6As I remarked, Wisdom can never remove this habit; for if she could rub out all our faults, she would be mistress of the universe. Whatever is assigned to us by the terms of our birth and the blend in our constitutions, will stick with us, no matter how hard or how long the soul may have tried to master itself. And we cannot forbid these feelings any more than we can summon them. 7Actors in the theatre, who imitate the emotions, who portray fear and nervousness, who depict sorrow, imitate bashfulness by hanging their heads, lowering their voices, and keeping their eyes fixed and rooted upon the ground. They cannot, however, muster a blush; for the blush cannot be prevented or acquired. Wisdom will not assure us of a remedy, or give us help against it; it comes or goes unbidden, and is a law unto itself.

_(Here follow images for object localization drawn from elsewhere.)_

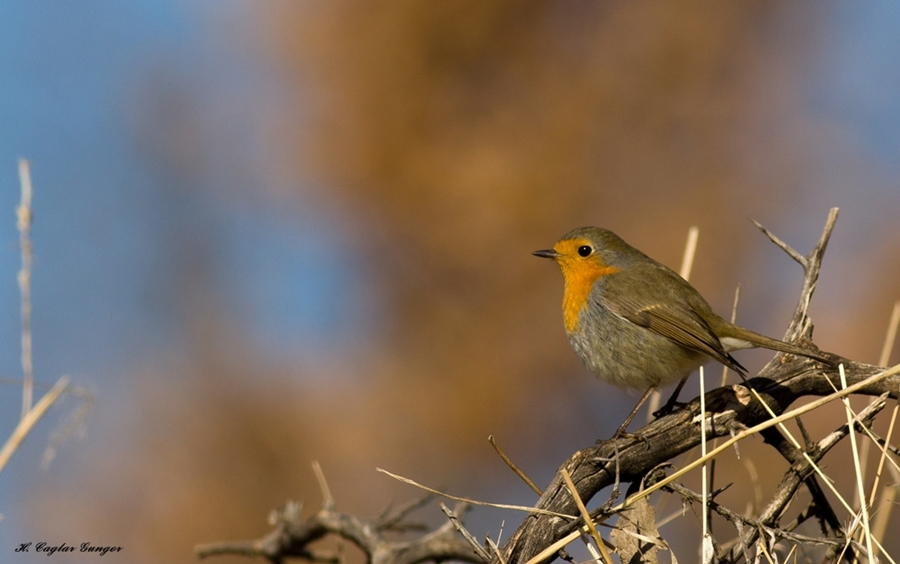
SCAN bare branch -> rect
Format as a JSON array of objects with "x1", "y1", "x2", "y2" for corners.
[
  {"x1": 441, "y1": 503, "x2": 491, "y2": 562},
  {"x1": 751, "y1": 218, "x2": 807, "y2": 267},
  {"x1": 196, "y1": 496, "x2": 486, "y2": 564}
]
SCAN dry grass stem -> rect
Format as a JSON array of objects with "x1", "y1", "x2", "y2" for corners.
[
  {"x1": 17, "y1": 158, "x2": 34, "y2": 418},
  {"x1": 879, "y1": 301, "x2": 900, "y2": 367},
  {"x1": 840, "y1": 366, "x2": 875, "y2": 562},
  {"x1": 871, "y1": 404, "x2": 900, "y2": 544},
  {"x1": 311, "y1": 460, "x2": 334, "y2": 507},
  {"x1": 868, "y1": 299, "x2": 900, "y2": 548},
  {"x1": 561, "y1": 468, "x2": 612, "y2": 564},
  {"x1": 699, "y1": 366, "x2": 711, "y2": 562},
  {"x1": 486, "y1": 536, "x2": 507, "y2": 564},
  {"x1": 377, "y1": 468, "x2": 575, "y2": 520},
  {"x1": 489, "y1": 435, "x2": 542, "y2": 496},
  {"x1": 678, "y1": 226, "x2": 700, "y2": 281},
  {"x1": 0, "y1": 376, "x2": 70, "y2": 474},
  {"x1": 853, "y1": 301, "x2": 899, "y2": 517},
  {"x1": 721, "y1": 284, "x2": 742, "y2": 387}
]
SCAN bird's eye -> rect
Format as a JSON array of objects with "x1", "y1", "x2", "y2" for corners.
[{"x1": 577, "y1": 245, "x2": 593, "y2": 257}]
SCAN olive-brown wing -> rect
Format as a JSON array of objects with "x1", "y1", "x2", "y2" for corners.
[
  {"x1": 623, "y1": 304, "x2": 746, "y2": 375},
  {"x1": 601, "y1": 263, "x2": 747, "y2": 375}
]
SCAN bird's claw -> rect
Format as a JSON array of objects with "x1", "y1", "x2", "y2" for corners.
[{"x1": 652, "y1": 400, "x2": 688, "y2": 418}]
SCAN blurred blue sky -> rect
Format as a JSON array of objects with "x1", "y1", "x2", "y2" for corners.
[
  {"x1": 0, "y1": 0, "x2": 365, "y2": 386},
  {"x1": 1, "y1": 0, "x2": 181, "y2": 387},
  {"x1": 0, "y1": 1, "x2": 368, "y2": 553},
  {"x1": 817, "y1": 1, "x2": 900, "y2": 169},
  {"x1": 1, "y1": 0, "x2": 899, "y2": 560}
]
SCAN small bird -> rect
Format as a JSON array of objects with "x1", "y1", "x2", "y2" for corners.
[{"x1": 534, "y1": 226, "x2": 831, "y2": 437}]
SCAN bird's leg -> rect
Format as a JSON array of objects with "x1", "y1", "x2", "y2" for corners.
[
  {"x1": 652, "y1": 375, "x2": 690, "y2": 417},
  {"x1": 613, "y1": 385, "x2": 657, "y2": 438}
]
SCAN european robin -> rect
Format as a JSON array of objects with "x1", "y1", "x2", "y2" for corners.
[{"x1": 534, "y1": 226, "x2": 831, "y2": 436}]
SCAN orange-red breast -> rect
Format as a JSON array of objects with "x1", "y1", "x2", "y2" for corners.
[{"x1": 534, "y1": 227, "x2": 830, "y2": 434}]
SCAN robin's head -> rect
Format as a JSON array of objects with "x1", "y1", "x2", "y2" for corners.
[
  {"x1": 533, "y1": 227, "x2": 635, "y2": 272},
  {"x1": 534, "y1": 227, "x2": 630, "y2": 331}
]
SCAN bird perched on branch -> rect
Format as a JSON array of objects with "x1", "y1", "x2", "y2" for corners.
[{"x1": 534, "y1": 226, "x2": 831, "y2": 438}]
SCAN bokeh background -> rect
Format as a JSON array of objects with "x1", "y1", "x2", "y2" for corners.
[{"x1": 2, "y1": 2, "x2": 899, "y2": 562}]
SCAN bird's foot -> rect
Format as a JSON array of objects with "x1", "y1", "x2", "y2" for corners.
[{"x1": 652, "y1": 400, "x2": 688, "y2": 418}]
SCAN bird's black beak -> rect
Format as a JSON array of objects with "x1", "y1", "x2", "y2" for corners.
[{"x1": 533, "y1": 249, "x2": 561, "y2": 259}]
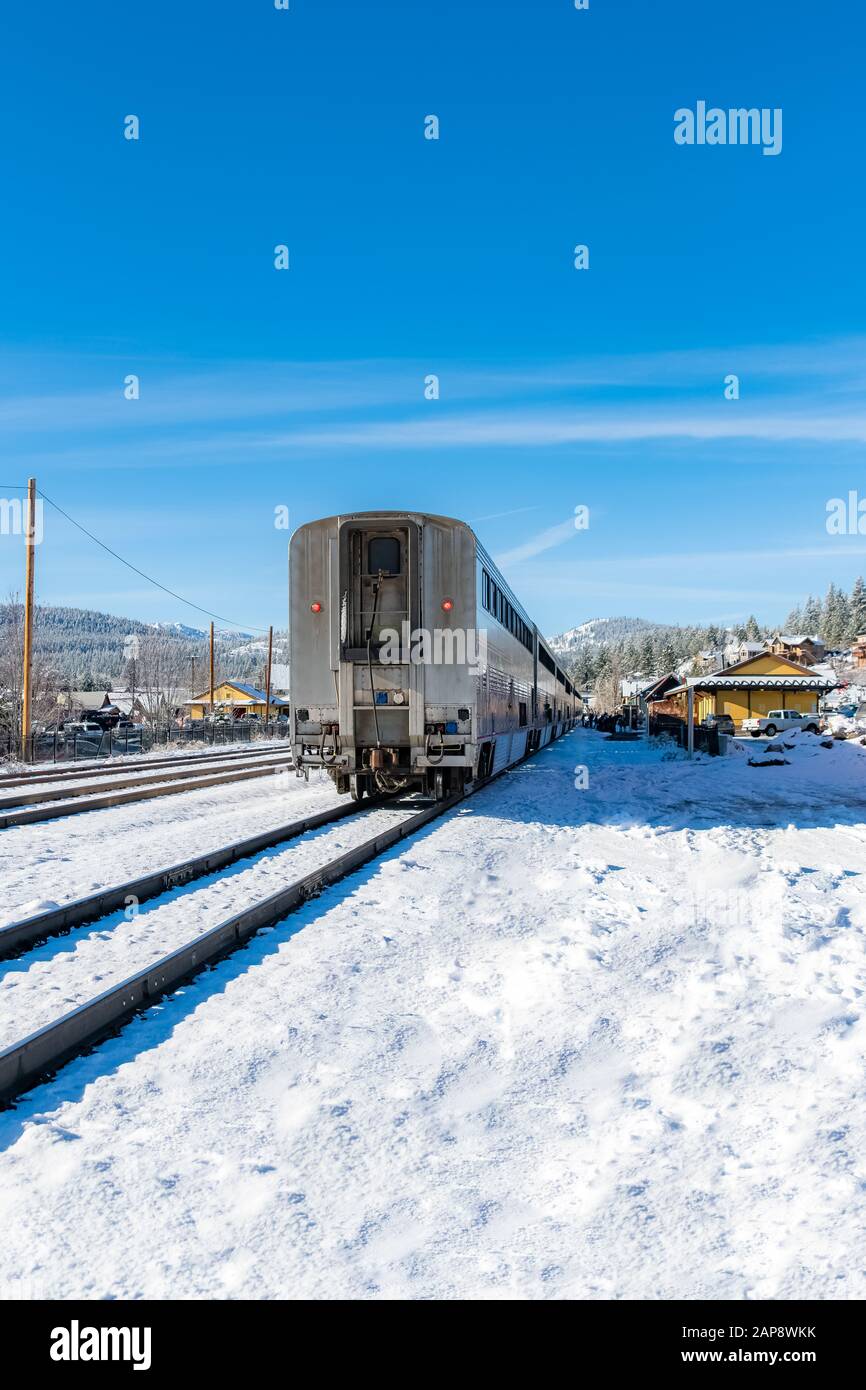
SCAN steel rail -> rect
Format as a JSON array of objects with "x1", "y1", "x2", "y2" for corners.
[
  {"x1": 0, "y1": 794, "x2": 458, "y2": 1102},
  {"x1": 0, "y1": 751, "x2": 293, "y2": 812},
  {"x1": 0, "y1": 727, "x2": 576, "y2": 1103},
  {"x1": 0, "y1": 758, "x2": 294, "y2": 831},
  {"x1": 0, "y1": 796, "x2": 374, "y2": 958},
  {"x1": 0, "y1": 742, "x2": 290, "y2": 790}
]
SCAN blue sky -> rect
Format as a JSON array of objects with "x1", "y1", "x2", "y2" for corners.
[{"x1": 2, "y1": 0, "x2": 866, "y2": 637}]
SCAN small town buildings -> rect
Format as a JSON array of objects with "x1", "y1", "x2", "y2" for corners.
[
  {"x1": 695, "y1": 648, "x2": 725, "y2": 673},
  {"x1": 57, "y1": 689, "x2": 189, "y2": 724},
  {"x1": 767, "y1": 632, "x2": 826, "y2": 666},
  {"x1": 723, "y1": 639, "x2": 766, "y2": 667},
  {"x1": 851, "y1": 635, "x2": 866, "y2": 669},
  {"x1": 648, "y1": 652, "x2": 837, "y2": 733},
  {"x1": 636, "y1": 673, "x2": 682, "y2": 723},
  {"x1": 186, "y1": 680, "x2": 289, "y2": 721}
]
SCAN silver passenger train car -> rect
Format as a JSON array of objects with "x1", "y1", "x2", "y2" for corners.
[{"x1": 289, "y1": 511, "x2": 579, "y2": 799}]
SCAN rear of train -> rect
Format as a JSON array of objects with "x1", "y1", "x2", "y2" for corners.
[
  {"x1": 289, "y1": 511, "x2": 479, "y2": 799},
  {"x1": 289, "y1": 510, "x2": 577, "y2": 799}
]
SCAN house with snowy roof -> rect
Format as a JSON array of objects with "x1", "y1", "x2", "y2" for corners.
[
  {"x1": 723, "y1": 638, "x2": 767, "y2": 667},
  {"x1": 767, "y1": 632, "x2": 826, "y2": 666},
  {"x1": 185, "y1": 680, "x2": 289, "y2": 720}
]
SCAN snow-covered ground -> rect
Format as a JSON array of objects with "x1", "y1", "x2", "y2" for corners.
[
  {"x1": 0, "y1": 750, "x2": 291, "y2": 812},
  {"x1": 1, "y1": 728, "x2": 865, "y2": 1300},
  {"x1": 0, "y1": 766, "x2": 341, "y2": 926},
  {"x1": 0, "y1": 803, "x2": 412, "y2": 1047}
]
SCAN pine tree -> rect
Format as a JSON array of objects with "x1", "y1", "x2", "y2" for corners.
[
  {"x1": 745, "y1": 614, "x2": 761, "y2": 640},
  {"x1": 848, "y1": 576, "x2": 866, "y2": 641},
  {"x1": 802, "y1": 595, "x2": 822, "y2": 635},
  {"x1": 784, "y1": 605, "x2": 803, "y2": 633},
  {"x1": 835, "y1": 589, "x2": 851, "y2": 647},
  {"x1": 621, "y1": 639, "x2": 639, "y2": 675},
  {"x1": 657, "y1": 637, "x2": 678, "y2": 674},
  {"x1": 822, "y1": 584, "x2": 845, "y2": 647}
]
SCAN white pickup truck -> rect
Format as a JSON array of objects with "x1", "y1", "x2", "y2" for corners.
[{"x1": 741, "y1": 708, "x2": 823, "y2": 738}]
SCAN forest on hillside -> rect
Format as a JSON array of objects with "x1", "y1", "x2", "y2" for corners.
[
  {"x1": 0, "y1": 602, "x2": 287, "y2": 731},
  {"x1": 555, "y1": 578, "x2": 866, "y2": 689}
]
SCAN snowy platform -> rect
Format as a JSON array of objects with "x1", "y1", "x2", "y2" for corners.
[{"x1": 1, "y1": 728, "x2": 865, "y2": 1300}]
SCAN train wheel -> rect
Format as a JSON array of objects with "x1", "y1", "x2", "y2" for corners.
[
  {"x1": 349, "y1": 774, "x2": 366, "y2": 801},
  {"x1": 434, "y1": 768, "x2": 448, "y2": 801}
]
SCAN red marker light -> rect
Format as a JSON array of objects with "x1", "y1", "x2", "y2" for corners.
[
  {"x1": 441, "y1": 598, "x2": 453, "y2": 612},
  {"x1": 310, "y1": 601, "x2": 322, "y2": 613}
]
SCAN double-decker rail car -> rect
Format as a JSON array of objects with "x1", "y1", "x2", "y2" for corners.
[{"x1": 289, "y1": 511, "x2": 578, "y2": 799}]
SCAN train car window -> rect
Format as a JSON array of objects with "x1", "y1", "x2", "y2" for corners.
[
  {"x1": 368, "y1": 536, "x2": 401, "y2": 574},
  {"x1": 482, "y1": 571, "x2": 489, "y2": 610}
]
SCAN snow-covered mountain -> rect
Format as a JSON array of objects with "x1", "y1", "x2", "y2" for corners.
[
  {"x1": 147, "y1": 621, "x2": 207, "y2": 640},
  {"x1": 547, "y1": 617, "x2": 659, "y2": 658}
]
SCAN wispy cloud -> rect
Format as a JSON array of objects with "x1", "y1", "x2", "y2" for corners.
[
  {"x1": 494, "y1": 518, "x2": 578, "y2": 567},
  {"x1": 5, "y1": 336, "x2": 866, "y2": 470},
  {"x1": 469, "y1": 505, "x2": 541, "y2": 524}
]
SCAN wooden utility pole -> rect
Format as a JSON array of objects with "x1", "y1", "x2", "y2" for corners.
[
  {"x1": 264, "y1": 624, "x2": 273, "y2": 727},
  {"x1": 687, "y1": 683, "x2": 695, "y2": 758},
  {"x1": 209, "y1": 622, "x2": 215, "y2": 715},
  {"x1": 21, "y1": 477, "x2": 37, "y2": 761}
]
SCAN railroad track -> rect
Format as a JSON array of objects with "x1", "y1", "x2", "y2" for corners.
[
  {"x1": 0, "y1": 741, "x2": 290, "y2": 790},
  {"x1": 0, "y1": 795, "x2": 371, "y2": 958},
  {"x1": 0, "y1": 751, "x2": 294, "y2": 830},
  {"x1": 0, "y1": 731, "x2": 573, "y2": 1104}
]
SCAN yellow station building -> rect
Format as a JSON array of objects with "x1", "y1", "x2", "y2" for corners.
[{"x1": 655, "y1": 653, "x2": 837, "y2": 731}]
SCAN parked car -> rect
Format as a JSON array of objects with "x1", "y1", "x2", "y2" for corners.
[
  {"x1": 702, "y1": 713, "x2": 736, "y2": 736},
  {"x1": 741, "y1": 709, "x2": 823, "y2": 738},
  {"x1": 112, "y1": 720, "x2": 142, "y2": 743}
]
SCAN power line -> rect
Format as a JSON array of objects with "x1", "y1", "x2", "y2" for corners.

8But my letter calls for its closing sentence. Hear and take to heart this useful and wholesome motto:[fn1] “Cherish some man of high character, and keep him ever before your eyes, living as if he were watching you, and ordering all your actions as if he beheld them.” 9Such, my dear Lucilius, is the counsel of Epicurus;[fn2] he has quite properly given us a guardian and an attendant. We can get rid of most sins, if we have a witness who stands near us when we are likely to go wrong. The soul should have someone whom it can respect, – one by whose authority it may make even its inner shrine more hallowed.[fn3] Happy is the man who can make others better, not merely when he is in their company, but even when he is in their thoughts! And happy also is he who can so revere a man as to calm and regulate himself by calling him to mind! One who can so revere another, will soon be himself worthy of reverence. 10Choose therefore a Cato; or, if Cato seems too severe a model, choose some Laelius, a gentler spirit. Choose a master whose life, conversation, and soul-expressing face have satisfied you; picture him always to yourself as your protector or your pattern. For we must indeed have someone according to whom we may regulate our characters; you can never straighten that which is crooked unless you use a ruler. Farewell.